Advice on Short Sales

Short sales are alternatives to foreclosure when borrowers can’t manage their mortgage obligations. However, if you’re considering short selling your home, you must know about the severe financial risks. The California Department of Real Estate encourages homeowners that are thinking of a short sale to completely educate themselves at the mechanics and dangers of short sales and look to other alternatives before making a decision.

Definition

A short sale is an arrangement between you and your lender to sell your home for less than the worth of your mortgage balance. Short sales are initiated when borrowers can’t cover their mortgage or need to move to another place and are having trouble selling their property. Foreclosures are lengthy and costly processes, so lenders will sometimes accept a short sale to decrease their losses instead of risking the doubt of a foreclosure.

Hazards

A short sale may be an alternative to a foreclosure but it includes dangers of its own. According to the California Department of Real Estate, you must know of three chief issues. To begin with, your lender could sue you to get the difference between the short sale price along with your mortgage balance. Secondly, if your creditors will”forgive” some of your debt, the IRS may tax any forgiven debt as a form of income. Finally, in case you have other debts secured on a property you short sell, your other lenders–also known as junior liens–might not be prepared to forgive the debt and could file a deficiency judgment against you demanding payment. Short sales can also be devastating from a credit rating standpoint. For credit rating companies, a short sale is just as poor as a foreclosure.

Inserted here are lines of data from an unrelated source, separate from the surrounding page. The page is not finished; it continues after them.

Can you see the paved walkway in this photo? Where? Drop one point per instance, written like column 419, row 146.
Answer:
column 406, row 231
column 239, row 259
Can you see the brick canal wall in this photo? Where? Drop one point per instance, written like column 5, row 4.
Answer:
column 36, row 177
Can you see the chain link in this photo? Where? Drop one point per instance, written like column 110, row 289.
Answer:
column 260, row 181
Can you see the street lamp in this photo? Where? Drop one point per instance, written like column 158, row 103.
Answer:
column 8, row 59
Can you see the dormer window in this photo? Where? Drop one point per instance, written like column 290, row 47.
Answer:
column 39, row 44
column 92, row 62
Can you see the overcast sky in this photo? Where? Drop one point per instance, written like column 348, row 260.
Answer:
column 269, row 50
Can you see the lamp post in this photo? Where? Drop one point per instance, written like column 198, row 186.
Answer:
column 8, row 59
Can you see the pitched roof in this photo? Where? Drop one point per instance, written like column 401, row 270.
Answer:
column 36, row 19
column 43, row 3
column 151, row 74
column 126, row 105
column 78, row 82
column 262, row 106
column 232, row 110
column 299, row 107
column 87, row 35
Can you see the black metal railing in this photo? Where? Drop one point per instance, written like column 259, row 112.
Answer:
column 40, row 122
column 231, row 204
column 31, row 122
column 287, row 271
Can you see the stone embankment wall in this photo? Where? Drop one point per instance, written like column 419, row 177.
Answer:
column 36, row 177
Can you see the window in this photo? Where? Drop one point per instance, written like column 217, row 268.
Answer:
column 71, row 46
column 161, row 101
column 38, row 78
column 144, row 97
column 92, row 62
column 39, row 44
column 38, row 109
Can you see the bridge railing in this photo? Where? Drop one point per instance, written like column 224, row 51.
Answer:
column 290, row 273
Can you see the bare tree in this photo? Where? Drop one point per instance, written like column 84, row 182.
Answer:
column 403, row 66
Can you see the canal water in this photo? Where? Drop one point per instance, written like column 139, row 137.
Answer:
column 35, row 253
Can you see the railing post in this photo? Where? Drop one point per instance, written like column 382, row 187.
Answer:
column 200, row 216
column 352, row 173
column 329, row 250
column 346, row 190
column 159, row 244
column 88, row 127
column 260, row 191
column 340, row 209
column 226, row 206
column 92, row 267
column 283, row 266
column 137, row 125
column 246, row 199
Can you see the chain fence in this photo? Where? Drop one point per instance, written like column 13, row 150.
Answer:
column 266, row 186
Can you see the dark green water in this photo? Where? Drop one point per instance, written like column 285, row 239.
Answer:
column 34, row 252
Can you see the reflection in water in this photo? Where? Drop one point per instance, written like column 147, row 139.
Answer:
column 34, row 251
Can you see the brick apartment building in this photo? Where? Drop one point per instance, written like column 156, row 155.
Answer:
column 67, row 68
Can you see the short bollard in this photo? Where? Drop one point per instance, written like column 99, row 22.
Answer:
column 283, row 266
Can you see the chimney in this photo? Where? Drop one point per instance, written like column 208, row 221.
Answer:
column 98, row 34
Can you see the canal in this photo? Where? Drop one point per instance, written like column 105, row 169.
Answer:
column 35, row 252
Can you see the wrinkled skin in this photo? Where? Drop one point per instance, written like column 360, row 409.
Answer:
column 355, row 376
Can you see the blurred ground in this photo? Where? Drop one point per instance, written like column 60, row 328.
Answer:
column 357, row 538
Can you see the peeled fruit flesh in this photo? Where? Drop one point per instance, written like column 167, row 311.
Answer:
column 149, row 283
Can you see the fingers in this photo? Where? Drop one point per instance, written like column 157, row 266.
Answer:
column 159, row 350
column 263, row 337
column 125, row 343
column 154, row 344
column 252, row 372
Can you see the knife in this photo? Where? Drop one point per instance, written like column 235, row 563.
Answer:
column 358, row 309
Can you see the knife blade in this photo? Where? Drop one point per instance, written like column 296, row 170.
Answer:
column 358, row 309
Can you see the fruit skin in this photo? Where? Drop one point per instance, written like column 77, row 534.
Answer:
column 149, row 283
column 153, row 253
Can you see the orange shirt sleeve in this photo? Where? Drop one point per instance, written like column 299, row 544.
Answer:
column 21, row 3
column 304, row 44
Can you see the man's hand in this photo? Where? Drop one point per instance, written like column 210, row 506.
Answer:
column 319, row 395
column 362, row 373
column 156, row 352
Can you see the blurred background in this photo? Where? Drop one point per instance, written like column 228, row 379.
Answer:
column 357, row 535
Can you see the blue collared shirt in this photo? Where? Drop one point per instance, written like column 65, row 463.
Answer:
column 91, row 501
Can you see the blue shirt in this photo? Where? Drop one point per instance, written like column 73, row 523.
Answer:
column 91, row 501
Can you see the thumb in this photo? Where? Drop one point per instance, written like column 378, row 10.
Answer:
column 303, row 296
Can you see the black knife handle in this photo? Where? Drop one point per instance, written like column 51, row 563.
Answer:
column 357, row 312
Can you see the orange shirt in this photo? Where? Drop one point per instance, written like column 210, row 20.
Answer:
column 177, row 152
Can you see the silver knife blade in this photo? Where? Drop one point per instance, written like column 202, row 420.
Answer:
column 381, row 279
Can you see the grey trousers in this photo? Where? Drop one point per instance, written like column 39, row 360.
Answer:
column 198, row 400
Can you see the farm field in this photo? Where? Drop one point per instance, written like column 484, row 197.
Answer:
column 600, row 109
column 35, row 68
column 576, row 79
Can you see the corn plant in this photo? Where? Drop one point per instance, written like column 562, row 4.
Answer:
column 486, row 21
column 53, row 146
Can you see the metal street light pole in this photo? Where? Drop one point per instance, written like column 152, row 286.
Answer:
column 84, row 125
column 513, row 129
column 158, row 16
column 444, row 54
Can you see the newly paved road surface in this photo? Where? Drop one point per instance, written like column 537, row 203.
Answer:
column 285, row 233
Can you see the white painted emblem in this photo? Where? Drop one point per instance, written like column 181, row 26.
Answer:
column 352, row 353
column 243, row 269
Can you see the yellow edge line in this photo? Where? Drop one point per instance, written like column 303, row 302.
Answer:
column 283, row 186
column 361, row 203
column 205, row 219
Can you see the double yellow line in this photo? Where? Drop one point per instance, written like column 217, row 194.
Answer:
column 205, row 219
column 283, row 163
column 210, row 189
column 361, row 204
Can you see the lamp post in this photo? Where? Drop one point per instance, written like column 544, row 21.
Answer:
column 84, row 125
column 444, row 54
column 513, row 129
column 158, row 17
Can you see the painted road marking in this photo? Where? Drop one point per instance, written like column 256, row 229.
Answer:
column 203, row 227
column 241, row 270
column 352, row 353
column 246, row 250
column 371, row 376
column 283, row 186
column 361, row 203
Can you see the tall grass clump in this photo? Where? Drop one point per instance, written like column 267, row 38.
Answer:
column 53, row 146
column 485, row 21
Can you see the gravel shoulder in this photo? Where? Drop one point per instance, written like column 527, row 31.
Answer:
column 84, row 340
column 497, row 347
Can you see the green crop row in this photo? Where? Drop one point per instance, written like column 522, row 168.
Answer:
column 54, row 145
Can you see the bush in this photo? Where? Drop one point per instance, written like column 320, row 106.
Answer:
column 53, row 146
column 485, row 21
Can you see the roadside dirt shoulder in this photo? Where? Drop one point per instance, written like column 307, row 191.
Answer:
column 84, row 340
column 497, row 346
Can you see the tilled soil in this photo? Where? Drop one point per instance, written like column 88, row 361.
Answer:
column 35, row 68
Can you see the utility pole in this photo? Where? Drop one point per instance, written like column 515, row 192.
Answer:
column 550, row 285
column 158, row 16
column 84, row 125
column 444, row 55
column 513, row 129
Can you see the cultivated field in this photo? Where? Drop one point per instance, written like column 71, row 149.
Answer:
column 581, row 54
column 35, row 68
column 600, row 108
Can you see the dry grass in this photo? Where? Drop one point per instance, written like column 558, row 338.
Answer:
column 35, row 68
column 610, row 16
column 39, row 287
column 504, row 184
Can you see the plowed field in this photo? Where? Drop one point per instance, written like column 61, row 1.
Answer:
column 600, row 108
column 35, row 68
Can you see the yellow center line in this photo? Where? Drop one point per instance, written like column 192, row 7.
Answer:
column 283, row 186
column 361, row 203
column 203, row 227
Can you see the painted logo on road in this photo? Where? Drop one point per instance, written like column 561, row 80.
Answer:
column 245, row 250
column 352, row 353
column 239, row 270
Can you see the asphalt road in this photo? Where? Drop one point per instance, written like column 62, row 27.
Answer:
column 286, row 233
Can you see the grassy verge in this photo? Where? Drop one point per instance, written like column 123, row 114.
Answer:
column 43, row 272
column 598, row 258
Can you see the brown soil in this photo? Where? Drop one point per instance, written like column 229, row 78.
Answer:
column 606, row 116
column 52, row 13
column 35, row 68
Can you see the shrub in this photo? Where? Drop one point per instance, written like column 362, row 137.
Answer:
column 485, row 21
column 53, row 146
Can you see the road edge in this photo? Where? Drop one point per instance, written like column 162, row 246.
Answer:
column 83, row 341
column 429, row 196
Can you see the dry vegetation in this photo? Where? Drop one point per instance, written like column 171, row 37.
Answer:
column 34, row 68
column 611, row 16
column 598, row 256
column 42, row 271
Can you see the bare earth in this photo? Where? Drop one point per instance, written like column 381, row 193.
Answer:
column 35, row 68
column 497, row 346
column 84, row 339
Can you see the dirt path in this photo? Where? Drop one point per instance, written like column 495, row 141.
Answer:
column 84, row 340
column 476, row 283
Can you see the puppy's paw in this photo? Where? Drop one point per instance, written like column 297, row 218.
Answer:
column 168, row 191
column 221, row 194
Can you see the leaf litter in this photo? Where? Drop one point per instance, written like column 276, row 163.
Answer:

Credit ratings are a part of a rating system lenders use to measure the reliability of a borrower. If your credit rating drops, your credit card interest rates could rise or you could find it harder to get a loan application accepted.

Safer Short Revenue

It is possible to avoid some of the dangers of quick sales by applying for a short sale through the Foreclosure Alternative program of the Creating Home Affordable Strategy. This federal program gives lenders–primary lenders and junior exemptions –incentives to”forgive” any debt following the short sale and grants homeowners up to $3,000 toward relocating costs.

Tax Breaks

The Tax Relief Act of 2007 allows homeowners to exclude earnings from”forgiven debt” following a short sale if the property was their primary place of residence. If the property you sell isn’t your main residence, such as vacation homes or investments, then you might still be eligible for a tax break. For instance, if you’re insolvent or the debt was discharged through a bankruptcy, then you could submit an application for exclusion.

Tips

If you’re considering a short sale, educate yourself and receive professional assistance before making a decision. The California Department of Real Estate recommends you seek the help of a certified real estate agent, an accountant, a lawyer and a HUD-approved home counselor. Consider other options before opting for a short sale. The Making Home Affordable Strategy provides struggling homeowners with Various mortgage aid programs, like the Home Affordable Refinance Program, the Home Affordable Modification Program and the Home Affordable Referral Software.